Research paper by Mutsumi M Nakahashi, Kazuaki K Mawatari, Akiko A Hirata, Miki M Maetani, Takaaki T Shimohata, Takashi T Uebanso, Yasuhiro Y Hamada, Masatake M Akutagawa, Yousuke Y Kinouchi, Akira A Takahashi

Indexed on: 22 Jul '14Published on: 22 Jul '14Published in: Photochemistry and Photobiology


Ultraviolet (UV) irradiation is an increasingly used method of water disinfection. UV rays can be classified by wavelength into UVA (320-400 nm), UVB (280-320 nm), and UVC (<280 nm). We previously developed UVA sterilization equipment with a UVA light-emitting diode (LED). The aim of this study was to establish a new water disinfection procedure using the combined irradiation of the UVA-LED and another UV wavelength. An oxidative DNA product, 8-hydroxy-2'-deoxyguanosine (8-OHdG), increased after irradiation by UVA-LED alone, and the level of cyclobutane pyrimidine dimers (CPDs) was increased by UVC alone in Vibrio parahaemolyticus. Although sequential irradiation of UVA-LED and UVC-induced additional bactericidal effects, simultaneous irradiation with UVA-LED and UVC-induced bactericidal synergistic effects. The 8-OHdG and CPDs production showed no differences between sequential and simultaneous irradiation. Interestingly, the recovery of CPDs was delayed by simultaneous irradiation.

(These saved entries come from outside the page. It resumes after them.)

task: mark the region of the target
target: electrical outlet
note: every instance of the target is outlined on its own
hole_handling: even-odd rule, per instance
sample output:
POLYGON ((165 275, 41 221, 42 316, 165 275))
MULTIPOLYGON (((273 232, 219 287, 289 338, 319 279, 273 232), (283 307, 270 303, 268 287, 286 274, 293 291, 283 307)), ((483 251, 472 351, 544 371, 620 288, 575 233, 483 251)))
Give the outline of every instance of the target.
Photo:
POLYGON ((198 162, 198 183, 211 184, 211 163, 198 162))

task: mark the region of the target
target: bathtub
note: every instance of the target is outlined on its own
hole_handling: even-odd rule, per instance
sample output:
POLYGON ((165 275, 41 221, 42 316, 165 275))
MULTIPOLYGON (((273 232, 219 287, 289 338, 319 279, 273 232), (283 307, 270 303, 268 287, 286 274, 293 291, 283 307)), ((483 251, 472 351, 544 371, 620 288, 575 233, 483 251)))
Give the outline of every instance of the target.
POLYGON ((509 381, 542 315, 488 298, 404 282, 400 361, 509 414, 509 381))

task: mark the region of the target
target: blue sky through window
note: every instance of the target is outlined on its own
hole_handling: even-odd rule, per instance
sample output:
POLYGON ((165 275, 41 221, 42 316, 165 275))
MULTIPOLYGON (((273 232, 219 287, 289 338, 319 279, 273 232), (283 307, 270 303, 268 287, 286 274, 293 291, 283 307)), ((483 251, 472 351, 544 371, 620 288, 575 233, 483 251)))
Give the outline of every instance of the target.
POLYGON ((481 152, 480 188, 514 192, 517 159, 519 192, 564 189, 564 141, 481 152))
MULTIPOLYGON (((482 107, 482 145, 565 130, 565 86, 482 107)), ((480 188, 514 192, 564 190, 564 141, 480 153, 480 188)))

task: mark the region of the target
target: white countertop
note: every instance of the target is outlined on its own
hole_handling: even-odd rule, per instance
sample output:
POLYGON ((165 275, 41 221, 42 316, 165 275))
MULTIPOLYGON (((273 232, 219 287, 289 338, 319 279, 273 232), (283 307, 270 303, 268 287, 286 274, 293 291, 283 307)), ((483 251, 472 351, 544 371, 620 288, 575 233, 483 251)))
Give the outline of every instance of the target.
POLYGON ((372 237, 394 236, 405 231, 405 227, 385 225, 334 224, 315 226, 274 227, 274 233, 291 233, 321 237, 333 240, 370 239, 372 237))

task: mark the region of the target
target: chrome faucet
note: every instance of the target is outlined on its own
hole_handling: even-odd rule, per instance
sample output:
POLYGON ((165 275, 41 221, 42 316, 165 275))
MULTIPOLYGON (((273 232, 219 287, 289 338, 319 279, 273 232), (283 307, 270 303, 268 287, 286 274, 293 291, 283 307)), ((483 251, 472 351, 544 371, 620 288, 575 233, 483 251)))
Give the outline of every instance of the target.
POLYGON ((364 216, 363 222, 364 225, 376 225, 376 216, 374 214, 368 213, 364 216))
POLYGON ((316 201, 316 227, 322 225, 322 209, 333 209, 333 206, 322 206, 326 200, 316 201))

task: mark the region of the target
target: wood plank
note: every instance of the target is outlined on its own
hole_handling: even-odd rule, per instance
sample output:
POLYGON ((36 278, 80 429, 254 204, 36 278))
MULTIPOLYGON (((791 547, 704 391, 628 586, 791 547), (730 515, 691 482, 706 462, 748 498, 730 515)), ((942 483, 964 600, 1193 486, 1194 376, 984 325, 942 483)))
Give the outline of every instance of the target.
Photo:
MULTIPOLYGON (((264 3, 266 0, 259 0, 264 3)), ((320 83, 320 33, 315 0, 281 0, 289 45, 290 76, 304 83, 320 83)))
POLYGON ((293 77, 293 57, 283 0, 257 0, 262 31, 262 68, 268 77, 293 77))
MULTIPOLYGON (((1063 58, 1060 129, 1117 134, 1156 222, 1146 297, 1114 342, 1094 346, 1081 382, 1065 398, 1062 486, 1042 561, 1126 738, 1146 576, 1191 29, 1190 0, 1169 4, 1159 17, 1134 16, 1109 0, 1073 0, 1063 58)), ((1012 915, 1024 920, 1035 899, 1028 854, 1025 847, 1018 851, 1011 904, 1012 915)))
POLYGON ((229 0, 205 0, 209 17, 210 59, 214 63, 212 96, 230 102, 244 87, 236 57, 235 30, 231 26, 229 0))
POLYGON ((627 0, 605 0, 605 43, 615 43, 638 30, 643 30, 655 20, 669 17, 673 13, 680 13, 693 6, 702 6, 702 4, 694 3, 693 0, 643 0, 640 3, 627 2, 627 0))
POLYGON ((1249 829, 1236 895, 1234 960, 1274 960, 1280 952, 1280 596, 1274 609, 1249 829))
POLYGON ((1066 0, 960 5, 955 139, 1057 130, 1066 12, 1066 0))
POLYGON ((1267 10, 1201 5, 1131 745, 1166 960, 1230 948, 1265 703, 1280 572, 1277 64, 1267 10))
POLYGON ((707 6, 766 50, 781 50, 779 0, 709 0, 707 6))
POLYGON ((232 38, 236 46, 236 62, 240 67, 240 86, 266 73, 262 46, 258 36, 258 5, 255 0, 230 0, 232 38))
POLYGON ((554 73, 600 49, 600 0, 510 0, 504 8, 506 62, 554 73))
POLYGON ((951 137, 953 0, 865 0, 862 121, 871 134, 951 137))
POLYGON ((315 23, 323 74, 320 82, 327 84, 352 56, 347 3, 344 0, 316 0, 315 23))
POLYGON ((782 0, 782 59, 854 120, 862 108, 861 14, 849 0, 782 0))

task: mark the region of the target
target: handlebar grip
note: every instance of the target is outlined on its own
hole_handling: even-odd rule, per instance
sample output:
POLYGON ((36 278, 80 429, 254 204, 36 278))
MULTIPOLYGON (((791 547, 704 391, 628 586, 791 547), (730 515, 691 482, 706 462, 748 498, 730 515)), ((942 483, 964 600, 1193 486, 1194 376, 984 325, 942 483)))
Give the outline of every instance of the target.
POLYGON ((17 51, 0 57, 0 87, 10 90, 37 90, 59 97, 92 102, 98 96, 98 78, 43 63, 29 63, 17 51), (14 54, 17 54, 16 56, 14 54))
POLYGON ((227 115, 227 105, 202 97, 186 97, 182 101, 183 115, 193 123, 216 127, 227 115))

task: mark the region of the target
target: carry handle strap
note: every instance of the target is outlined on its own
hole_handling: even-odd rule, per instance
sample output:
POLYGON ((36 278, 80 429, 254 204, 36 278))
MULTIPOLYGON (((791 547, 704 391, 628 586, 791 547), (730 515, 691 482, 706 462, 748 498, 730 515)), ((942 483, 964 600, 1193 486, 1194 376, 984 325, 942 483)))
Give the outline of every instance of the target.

The synergistic effect was absent in SOS response-deficient mutants, such as the recA and lexA strains. Because recA- and lexA-mediated SOS responses have crucial roles in a DNA repair pathway, the synergistic bactericidal effect produced by the simultaneous irradiation could depend on the suppression of the CPDs repair. The simultaneous irradiation of UVA-LED and UVC is a candidate new procedure for effective water disinfection.